Paper TC+EM+AS-WeA3
Ion Dependence of Gate Dielectric Behavior of Beta-Aluminas in Transparent Oxide Field-Effect Transistors

Wednesday, October 31, 2012, 2:40 pm, Room 007

Sodium beta-alumina (SBA) is an excellent gate dielectric material which can be used in low-voltage (2 V), solution-processed transparent oxide field-effect transistors (FETs). Sodium ions have been experimentally proved to be the origin of the high capacitance observed in SBA gate dielectric.
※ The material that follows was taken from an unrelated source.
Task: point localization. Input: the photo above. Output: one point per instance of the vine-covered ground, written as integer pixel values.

With this discovery, the investigation of dielectric properties of alumina with the incorporation of other alkali metal ions (for example K⁺, Li⁺) becomes compelling.
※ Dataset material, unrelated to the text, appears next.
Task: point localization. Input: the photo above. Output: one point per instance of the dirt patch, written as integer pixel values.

High field-effect mobility (about 20 cm²·V^-1·s^-1), high saturation drain current (about 1 mA), and small subthreshold swing (about 200 mV/decade ) were achieved in low-voltage (2 V), spin-coated zinc-tin-oxide (ZTO) FETs with potassium beta-alumina (PBA) and lithium beta-alumina (LBA) dielectrics. This proves that the incorporation of alkali metal ions in beta-aluminas is a general route to reduce operation voltage of transistors while achieve excellent electrical performance.
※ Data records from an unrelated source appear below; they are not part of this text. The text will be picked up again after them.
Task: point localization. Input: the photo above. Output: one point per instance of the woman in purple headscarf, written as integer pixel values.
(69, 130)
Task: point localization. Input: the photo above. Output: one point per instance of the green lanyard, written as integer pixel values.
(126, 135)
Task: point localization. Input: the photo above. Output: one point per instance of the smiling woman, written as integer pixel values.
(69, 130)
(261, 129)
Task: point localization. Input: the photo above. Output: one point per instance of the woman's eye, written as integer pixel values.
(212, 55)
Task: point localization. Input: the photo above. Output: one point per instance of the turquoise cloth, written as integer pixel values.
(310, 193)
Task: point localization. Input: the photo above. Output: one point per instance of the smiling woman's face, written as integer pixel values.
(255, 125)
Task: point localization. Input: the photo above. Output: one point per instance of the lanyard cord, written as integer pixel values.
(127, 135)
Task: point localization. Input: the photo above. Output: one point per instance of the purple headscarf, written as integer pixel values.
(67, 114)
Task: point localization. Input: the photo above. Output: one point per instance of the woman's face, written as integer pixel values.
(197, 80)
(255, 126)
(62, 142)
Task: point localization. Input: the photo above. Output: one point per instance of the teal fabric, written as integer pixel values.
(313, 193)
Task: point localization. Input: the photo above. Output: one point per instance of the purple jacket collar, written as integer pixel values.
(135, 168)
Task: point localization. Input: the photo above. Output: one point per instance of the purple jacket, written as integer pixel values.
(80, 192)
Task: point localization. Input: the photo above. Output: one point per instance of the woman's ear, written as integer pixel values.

To investigate the effect of alkali metal ions on beta-alumina capacitance, beta-alumina Metal-Insulator-Metal (MIM) capacitors (PBA, LBA, and SBA) were analyzed in a frequency range from 100 Hz to 1 MHz. A tendency for beta-alumina capacitance to increase with increasing atomic number of alkali metal ions was observed. Besides, beta-alumina capacitance was found to decrease as temperature increases and LBA showed the strongest temperature dependence of capacitance. Moreover, capacitance of beta-aluminas with different thickness was measured and they were independent of thickness. With these results, electric double layer (EDL) structure was proposed as one way to explain the high capacitance of beta-alumina dielectrics. Ion exchange experiments showed significant diffusion of both lithium ion and potassium ion between PBA and LiNO₃ solution; however, a high concentration difference did not seem to cause obvious diffusion of either lithium ion or potassium ion between LBA and KNO₃ solution. This selective ion exchange behavior in beta-aluminas showed that the Al₂O₃ matrix structure would be affected by the alkali metal ions incorporated, and/or that Li ions are much more strongly bound. Thus, varying intercalated ion types and concentrations can be a means of tuning frequency-dependent capacitance of alumina films.